Sequence functions (SPSS Modeler)

Sequence functions

For some operations, the sequence of events is important.

The application allows you to work with the following record sequences:

Sequences and time series
Sequence functions
Record indexing
Averaging, summing, and comparing values
Monitoring change—differentiation
@SINCE
Offset values
Additional sequence facilities

For many applications, each record passing through a stream can be considered as an individual case, independent of all others. In such situations, the order of records is usually unimportant.

For some classes of problems, however, the record sequence is very important. These are typically time series situations, in which the sequence of records represents an ordered sequence of events or occurrences. Each record represents a snapshot at a particular instant in time; much of the richest information, however, might be contained not in instantaneous values but in the way in which such values are changing and behaving over time.

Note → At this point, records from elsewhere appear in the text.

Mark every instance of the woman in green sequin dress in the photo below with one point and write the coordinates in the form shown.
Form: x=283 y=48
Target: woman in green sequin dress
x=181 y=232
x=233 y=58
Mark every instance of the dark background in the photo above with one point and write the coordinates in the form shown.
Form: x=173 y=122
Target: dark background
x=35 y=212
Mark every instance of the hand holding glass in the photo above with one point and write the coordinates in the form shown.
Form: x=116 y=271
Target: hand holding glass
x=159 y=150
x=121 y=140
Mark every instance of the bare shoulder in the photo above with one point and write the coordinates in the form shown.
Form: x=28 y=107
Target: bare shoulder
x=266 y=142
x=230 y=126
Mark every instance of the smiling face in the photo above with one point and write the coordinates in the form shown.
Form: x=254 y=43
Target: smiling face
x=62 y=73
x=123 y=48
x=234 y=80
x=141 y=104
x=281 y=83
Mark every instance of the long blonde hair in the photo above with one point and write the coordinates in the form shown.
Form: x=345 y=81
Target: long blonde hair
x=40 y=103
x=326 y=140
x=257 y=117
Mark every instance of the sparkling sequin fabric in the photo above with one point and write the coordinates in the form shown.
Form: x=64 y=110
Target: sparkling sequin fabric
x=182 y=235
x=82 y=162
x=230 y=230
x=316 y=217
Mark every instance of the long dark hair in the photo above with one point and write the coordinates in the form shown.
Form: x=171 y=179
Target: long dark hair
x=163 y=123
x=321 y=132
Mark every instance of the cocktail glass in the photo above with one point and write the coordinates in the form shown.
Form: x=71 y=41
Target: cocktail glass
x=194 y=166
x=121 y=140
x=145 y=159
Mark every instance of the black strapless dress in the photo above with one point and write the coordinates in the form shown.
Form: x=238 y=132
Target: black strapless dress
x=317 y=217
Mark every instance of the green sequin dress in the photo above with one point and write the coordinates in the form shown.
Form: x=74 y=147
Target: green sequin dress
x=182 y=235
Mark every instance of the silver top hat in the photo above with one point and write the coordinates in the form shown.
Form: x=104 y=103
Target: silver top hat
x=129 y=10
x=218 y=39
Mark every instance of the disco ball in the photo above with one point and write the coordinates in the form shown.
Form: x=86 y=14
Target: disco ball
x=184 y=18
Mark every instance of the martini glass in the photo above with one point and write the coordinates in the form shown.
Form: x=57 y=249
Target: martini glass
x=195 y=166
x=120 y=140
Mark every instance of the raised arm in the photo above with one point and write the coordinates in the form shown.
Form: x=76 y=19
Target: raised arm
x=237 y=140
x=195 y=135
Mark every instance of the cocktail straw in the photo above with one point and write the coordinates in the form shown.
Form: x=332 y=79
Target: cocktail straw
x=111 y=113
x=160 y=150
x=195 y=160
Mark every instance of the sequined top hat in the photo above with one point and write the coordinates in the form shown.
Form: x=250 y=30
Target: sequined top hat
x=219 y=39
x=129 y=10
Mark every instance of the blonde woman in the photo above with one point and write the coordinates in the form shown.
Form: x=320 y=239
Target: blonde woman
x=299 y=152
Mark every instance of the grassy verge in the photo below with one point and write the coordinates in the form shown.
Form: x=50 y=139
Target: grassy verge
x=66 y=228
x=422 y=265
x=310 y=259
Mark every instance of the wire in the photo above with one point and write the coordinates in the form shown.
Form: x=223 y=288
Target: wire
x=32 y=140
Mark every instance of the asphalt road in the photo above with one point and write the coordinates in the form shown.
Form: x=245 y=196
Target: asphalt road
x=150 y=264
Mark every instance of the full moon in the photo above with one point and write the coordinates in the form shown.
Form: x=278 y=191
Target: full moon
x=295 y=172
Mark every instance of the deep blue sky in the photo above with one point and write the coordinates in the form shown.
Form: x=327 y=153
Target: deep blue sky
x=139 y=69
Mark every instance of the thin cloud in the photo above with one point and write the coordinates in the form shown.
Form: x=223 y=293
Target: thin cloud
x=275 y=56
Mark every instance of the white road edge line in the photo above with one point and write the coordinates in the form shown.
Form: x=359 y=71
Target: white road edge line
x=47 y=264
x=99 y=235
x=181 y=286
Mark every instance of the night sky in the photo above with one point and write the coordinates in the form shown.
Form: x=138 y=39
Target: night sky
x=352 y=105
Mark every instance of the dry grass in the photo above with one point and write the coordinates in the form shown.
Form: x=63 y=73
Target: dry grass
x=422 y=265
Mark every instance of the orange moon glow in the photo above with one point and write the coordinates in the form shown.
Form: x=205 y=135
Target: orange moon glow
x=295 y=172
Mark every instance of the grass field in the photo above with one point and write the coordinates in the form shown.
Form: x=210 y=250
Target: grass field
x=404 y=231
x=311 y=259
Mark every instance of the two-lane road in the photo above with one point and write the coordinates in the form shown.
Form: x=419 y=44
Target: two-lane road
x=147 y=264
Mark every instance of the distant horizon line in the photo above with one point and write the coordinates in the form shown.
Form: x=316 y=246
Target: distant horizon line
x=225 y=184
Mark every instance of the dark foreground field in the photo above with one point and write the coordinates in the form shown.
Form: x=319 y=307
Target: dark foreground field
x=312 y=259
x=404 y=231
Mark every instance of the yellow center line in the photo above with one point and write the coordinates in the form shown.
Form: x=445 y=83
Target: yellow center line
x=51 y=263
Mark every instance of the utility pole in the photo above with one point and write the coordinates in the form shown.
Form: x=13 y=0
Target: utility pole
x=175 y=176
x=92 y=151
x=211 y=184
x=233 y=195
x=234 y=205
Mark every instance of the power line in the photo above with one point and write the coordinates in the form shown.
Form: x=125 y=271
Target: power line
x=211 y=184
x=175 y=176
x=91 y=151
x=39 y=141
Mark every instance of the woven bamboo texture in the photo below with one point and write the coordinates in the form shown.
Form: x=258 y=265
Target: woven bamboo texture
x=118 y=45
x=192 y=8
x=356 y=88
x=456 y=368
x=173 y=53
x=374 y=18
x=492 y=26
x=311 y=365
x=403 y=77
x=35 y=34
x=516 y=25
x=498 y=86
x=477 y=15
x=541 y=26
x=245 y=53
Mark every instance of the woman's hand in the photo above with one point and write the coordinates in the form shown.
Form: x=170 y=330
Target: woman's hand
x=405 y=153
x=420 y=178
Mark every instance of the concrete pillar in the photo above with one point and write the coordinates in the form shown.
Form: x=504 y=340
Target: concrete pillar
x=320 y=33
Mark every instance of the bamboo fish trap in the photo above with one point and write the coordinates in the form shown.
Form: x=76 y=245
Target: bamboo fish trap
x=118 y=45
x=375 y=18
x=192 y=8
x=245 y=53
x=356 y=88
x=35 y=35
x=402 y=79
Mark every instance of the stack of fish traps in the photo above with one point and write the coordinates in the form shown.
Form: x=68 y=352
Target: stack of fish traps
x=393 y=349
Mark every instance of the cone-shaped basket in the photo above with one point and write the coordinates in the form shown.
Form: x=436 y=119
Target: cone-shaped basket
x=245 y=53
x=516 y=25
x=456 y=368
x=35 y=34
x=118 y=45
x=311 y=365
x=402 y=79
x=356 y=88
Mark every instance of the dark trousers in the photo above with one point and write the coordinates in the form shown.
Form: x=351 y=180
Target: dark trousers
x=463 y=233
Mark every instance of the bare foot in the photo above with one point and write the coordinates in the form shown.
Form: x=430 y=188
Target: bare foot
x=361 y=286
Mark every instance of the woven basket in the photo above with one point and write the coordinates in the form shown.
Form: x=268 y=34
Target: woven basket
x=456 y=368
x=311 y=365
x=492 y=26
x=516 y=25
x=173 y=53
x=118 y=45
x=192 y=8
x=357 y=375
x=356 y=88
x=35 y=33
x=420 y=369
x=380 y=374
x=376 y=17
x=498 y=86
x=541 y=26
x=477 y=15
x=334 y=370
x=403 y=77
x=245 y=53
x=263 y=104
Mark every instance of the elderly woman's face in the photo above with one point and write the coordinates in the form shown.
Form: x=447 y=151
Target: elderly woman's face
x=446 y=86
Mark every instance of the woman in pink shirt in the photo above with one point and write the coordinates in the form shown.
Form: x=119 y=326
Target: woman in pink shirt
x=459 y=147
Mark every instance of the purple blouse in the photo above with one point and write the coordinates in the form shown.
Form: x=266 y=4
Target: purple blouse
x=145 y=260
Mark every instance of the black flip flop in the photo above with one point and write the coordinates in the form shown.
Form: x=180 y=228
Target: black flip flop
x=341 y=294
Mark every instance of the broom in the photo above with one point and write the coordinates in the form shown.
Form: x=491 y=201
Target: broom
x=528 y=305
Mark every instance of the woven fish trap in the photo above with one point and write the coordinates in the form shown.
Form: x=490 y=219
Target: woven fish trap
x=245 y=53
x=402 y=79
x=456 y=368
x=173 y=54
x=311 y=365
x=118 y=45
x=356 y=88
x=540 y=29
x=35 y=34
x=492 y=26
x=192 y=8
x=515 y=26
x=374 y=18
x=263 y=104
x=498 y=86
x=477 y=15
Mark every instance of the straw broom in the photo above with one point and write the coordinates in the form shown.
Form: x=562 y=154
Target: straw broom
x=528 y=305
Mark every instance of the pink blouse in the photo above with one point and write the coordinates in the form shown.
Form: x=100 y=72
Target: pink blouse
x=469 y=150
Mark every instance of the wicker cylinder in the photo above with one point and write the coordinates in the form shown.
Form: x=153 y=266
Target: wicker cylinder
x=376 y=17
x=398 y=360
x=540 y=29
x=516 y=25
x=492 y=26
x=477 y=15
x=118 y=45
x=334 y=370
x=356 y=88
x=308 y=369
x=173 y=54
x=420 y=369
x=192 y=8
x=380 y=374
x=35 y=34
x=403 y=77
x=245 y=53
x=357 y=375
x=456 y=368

Of course, the relevant parameter may be something other than time. For example, the records could represent analyses performed at distances along a line, but the same principles would apply.

Sequence and special functions are immediately recognizable by the following characteristics:

They are all prefixed by @
Their names are given in uppercase

Sequence functions can refer to the record currently being processed by a node, the records that have already passed through a node, and even, in one case, records that have yet to pass through a node. Sequence functions can be mixed freely with other components of CLEM expressions, although some have restrictions on what can be used as their arguments.

Examples

You may find it useful to know how long it has been since a certain event occurred or a condition was true. Use the function @SINCE to do this—for example:

@SINCE(Income > Outgoings)

This function returns the offset of the last record where this condition was true—that is, the number of records before this one in which the condition was true. If the condition has never been true, @SINCE returns @INDEX + 1.

Sometimes you may want to refer to a value of the current record in the expression used by @SINCE. You can do this using the function @THIS, which specifies that a field name always applies to the current record. To find the offset of the last record that had a Concentration field value more than twice that of the current record, you could use:

@SINCE(Concentration > 2 * @THIS(Concentration))

In some cases the condition given to @SINCE is true of the current record by definition—for example:

@SINCE(ID == @THIS(ID))

For this reason, @SINCE doesn't evaluate its condition for the current record. Use a similar function, @SINCE0, if you want to evaluate the condition for the current record as well as previous ones; if the condition is true in the current record, @SINCE0 returns 0.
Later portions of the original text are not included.